Brutte notizie, poco prima di partire per il Giro d’Italia numero 100. Stefano Pirazzi e Nicola Ruffoni, corridori della Bardiani-Csf, sono risultati non negativi a una sostanza ormonale e immediatamente sospesi. Il controllo è stato effettuato dall’Uci a sorpresa, fuori competizione il 25 e il 26 aprile scorso. La notizia è arrivata nella serata di giovedì da una nota dell’Unione ciclistica internazionale. Il doping scuote quindi l’immediata vigilia della corsa rosa che scatterà venerdì dalla Sardegna.

Pirazzi, 30 anni, ha vinto la classifica degli scalatori al Giro 2013. Nell’edizione successiva ha conquistato una tappa a Vittorio Veneto. Ruffoni ha 26 anni, ed è alla quarta stagione da professionista. Nell’ultimo Giro di Croazia, che ha preceduto il Giro d'Italia, ha vinto due frazioni.

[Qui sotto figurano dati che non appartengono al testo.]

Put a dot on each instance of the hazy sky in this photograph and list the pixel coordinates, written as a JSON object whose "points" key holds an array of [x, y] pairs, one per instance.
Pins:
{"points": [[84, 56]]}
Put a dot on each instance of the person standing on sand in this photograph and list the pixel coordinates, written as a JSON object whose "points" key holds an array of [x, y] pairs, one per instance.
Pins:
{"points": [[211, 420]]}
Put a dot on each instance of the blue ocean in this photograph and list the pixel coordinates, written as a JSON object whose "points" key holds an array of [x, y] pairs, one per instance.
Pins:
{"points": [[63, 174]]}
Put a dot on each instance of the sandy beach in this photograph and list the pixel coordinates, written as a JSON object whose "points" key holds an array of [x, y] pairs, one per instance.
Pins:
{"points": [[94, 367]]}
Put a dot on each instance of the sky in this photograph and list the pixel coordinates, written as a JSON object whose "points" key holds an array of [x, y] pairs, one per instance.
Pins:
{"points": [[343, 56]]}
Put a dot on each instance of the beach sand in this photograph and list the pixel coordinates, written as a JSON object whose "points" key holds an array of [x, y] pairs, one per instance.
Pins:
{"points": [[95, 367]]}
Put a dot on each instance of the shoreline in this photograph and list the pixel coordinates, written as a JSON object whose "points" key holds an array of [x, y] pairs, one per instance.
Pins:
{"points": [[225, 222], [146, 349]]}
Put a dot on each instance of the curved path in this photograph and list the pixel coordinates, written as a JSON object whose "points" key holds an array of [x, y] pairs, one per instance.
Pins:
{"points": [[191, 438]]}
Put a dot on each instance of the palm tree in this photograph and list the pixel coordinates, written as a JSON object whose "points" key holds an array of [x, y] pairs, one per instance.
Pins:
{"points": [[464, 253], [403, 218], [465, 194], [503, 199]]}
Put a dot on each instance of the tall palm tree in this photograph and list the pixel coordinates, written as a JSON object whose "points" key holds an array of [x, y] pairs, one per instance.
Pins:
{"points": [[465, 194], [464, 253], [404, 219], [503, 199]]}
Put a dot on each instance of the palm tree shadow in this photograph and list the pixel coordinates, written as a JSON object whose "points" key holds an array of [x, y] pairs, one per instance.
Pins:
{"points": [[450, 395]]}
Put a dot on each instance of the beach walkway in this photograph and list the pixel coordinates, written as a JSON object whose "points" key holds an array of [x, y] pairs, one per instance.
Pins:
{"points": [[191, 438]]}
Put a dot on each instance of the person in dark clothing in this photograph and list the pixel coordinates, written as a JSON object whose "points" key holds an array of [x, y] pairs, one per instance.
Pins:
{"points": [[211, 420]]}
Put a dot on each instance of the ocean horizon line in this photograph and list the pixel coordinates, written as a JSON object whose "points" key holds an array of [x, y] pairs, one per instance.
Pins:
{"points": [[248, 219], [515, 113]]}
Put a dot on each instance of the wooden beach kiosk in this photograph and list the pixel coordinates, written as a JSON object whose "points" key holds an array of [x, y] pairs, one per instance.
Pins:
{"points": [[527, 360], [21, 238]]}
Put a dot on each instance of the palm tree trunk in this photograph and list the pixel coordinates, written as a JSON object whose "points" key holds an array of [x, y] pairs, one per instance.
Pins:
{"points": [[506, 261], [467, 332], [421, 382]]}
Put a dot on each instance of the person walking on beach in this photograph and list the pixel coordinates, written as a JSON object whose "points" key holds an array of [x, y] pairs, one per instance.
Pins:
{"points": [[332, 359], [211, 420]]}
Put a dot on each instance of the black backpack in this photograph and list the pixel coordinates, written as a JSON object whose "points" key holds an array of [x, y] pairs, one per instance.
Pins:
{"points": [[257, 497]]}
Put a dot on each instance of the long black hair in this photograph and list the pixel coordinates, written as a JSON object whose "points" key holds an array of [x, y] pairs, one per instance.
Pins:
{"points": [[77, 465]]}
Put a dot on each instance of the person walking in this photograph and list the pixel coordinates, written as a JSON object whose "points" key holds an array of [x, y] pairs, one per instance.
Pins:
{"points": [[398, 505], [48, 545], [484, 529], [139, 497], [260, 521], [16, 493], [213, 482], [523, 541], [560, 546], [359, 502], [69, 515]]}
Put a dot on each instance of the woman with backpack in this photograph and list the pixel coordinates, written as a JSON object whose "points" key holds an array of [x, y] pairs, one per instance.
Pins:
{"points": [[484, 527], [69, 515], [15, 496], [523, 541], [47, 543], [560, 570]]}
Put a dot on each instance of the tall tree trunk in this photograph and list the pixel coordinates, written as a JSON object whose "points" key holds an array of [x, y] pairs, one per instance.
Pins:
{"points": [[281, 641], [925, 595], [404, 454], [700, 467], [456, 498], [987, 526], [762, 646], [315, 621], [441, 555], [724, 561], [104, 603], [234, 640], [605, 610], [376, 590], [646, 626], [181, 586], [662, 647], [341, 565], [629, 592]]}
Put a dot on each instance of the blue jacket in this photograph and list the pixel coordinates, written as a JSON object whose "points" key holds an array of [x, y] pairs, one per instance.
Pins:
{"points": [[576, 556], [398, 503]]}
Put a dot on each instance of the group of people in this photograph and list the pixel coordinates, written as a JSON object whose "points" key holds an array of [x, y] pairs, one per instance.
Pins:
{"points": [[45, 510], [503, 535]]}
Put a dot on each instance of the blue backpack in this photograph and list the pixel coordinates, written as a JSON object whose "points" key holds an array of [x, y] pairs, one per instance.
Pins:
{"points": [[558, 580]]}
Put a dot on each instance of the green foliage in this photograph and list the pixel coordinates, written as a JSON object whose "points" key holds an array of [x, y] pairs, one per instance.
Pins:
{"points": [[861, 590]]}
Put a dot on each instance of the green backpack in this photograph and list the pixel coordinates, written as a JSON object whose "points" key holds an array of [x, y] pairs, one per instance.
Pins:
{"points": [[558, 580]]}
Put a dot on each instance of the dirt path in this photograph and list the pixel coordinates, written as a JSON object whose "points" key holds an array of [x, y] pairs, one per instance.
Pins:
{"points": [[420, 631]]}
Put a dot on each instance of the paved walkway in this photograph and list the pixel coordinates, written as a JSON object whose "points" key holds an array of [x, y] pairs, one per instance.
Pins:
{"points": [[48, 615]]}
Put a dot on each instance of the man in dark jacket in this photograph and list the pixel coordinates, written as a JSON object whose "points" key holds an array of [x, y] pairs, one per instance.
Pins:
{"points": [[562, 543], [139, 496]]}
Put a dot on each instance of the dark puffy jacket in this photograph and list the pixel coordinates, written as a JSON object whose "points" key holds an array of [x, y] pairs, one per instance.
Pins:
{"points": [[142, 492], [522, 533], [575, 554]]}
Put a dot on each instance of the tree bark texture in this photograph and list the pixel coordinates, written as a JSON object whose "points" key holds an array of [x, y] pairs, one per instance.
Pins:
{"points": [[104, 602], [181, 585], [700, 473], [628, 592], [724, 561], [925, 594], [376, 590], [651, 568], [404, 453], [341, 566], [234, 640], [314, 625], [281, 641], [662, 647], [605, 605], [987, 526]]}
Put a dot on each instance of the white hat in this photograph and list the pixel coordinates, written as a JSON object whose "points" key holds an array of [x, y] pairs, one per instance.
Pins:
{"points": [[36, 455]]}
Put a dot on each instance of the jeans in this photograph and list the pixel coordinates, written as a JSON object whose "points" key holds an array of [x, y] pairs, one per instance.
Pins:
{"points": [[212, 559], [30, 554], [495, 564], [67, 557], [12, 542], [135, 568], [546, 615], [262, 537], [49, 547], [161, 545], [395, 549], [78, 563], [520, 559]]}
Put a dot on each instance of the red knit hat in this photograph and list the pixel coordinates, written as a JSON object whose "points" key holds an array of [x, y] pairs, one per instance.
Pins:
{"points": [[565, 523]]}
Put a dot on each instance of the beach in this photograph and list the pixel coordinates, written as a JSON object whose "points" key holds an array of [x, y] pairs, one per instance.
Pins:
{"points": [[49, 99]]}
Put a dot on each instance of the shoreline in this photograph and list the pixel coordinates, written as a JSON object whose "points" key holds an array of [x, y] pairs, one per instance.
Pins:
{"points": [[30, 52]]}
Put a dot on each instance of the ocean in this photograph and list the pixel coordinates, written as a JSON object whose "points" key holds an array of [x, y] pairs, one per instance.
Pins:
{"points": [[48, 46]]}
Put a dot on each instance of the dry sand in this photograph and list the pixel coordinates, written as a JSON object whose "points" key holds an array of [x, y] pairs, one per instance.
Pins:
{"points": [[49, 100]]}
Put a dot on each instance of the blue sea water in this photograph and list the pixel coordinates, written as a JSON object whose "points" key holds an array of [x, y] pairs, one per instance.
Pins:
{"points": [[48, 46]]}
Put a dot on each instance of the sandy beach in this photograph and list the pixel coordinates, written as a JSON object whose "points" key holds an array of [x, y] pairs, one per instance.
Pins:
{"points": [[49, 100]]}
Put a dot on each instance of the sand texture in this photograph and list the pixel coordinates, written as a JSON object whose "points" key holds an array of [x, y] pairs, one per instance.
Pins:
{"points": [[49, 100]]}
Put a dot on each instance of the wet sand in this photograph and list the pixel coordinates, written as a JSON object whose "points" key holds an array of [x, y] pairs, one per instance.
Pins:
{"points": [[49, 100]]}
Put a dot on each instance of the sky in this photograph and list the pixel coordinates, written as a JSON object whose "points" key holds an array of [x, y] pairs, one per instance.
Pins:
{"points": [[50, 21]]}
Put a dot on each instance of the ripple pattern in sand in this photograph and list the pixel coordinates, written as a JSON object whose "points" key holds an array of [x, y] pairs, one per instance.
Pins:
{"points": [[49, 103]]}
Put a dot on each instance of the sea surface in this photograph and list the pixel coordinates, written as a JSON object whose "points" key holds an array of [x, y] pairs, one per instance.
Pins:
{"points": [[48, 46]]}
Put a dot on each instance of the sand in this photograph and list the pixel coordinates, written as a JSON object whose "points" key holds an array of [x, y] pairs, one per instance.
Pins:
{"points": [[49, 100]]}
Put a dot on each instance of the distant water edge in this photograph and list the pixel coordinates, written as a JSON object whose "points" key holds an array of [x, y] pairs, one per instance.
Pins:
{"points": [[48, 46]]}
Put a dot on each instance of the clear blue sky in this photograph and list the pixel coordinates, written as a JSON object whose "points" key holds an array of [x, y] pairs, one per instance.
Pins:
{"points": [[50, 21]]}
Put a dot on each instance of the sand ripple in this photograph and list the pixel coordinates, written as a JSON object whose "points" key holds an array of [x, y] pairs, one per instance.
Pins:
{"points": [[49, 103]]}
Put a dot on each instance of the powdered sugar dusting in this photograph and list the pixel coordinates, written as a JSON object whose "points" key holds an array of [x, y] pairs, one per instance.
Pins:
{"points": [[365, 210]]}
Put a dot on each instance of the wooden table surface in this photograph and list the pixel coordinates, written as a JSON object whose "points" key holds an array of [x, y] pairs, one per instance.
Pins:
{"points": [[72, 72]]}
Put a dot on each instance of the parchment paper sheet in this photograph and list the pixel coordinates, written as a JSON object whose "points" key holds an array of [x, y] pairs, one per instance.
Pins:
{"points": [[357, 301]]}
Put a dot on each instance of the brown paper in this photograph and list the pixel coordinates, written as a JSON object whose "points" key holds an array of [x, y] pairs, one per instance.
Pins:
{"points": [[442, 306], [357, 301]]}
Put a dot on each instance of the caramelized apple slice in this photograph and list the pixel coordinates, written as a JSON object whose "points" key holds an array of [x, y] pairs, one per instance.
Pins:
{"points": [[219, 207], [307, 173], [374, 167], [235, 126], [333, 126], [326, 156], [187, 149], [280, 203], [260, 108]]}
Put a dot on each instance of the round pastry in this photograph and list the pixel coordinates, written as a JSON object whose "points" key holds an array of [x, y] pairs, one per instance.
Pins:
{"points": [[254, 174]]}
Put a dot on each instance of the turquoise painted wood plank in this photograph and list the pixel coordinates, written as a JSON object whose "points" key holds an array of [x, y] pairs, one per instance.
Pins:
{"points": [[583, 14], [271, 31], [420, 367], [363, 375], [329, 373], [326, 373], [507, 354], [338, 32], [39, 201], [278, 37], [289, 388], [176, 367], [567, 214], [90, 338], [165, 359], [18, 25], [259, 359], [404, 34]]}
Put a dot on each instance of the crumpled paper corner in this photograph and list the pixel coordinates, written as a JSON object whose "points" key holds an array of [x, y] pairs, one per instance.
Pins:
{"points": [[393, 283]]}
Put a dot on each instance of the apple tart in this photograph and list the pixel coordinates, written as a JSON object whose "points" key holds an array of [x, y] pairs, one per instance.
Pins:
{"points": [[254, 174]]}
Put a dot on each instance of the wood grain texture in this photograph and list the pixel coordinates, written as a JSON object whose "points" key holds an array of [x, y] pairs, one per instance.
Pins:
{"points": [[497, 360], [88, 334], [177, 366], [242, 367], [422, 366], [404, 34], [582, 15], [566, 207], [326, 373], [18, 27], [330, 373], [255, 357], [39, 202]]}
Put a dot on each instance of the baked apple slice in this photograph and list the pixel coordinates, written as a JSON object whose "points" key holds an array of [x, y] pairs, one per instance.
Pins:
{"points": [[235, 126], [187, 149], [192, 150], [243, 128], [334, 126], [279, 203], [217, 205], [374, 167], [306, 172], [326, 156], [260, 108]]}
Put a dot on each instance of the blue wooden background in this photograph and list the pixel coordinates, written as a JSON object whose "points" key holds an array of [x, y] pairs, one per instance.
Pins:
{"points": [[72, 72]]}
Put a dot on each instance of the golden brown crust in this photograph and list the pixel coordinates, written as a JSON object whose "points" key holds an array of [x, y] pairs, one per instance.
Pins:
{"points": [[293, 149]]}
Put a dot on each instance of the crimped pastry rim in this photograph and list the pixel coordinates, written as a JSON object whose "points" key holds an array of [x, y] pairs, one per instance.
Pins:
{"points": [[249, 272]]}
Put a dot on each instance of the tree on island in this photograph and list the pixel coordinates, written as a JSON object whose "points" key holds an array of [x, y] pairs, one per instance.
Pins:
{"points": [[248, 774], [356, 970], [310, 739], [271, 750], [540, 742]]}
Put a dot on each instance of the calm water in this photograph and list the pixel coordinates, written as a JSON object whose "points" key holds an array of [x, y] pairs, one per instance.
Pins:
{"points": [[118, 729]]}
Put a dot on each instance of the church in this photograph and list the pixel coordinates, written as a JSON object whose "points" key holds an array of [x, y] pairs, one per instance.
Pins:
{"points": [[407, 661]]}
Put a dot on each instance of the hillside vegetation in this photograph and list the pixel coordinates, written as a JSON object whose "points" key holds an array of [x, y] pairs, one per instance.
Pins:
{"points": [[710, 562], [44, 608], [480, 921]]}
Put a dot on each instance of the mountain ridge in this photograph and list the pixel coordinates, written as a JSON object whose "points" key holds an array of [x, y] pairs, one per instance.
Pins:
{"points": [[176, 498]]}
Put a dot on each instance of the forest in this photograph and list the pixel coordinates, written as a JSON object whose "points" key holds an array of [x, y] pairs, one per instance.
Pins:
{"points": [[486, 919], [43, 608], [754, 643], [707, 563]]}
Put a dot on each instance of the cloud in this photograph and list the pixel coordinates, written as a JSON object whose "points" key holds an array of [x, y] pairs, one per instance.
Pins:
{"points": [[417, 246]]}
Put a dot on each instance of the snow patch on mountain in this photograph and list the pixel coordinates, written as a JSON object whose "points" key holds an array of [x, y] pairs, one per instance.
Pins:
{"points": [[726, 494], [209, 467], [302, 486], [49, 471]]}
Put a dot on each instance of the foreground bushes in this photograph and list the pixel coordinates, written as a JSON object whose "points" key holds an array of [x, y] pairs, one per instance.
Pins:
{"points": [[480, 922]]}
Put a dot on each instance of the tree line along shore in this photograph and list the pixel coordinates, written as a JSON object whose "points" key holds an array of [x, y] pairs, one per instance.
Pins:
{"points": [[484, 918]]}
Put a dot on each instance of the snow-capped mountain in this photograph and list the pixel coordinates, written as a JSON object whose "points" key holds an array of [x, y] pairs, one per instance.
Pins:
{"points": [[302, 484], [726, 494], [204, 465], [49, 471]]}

La reazione della Bardiani

In serata, il team ha comunicato l’intenzione di procedere con "l'immediato allontanamento dei corridori dalla squadra presente al Giro d’Italia e la loro sospensione da qualsiasi attività, in conformità con le disposizioni della stessa Uci. Qualora le controanalisi confermassero la positività degli atleti, la società sportiva procederà ad immediato licenziamento, come previsto dal proprio regolamento interno, già sottoscritto da tutti i corridori del team, riservandosi la possibilità di ulteriori azioni al fine di tutelare la propria immagine e quella dei propri sponsor". I due manager della squadra, Bruno e Roberto Reverberi si sono detti "scioccati dalla notizia": "Attendiamo i risultati degli ulteriori accertamenti previsti dal regolamento antidoping e ribadiamo con assoluta fermezza l’intenzione di salvaguardare i valori che il nostro progetto sportivo ha portato avanti in questi anni".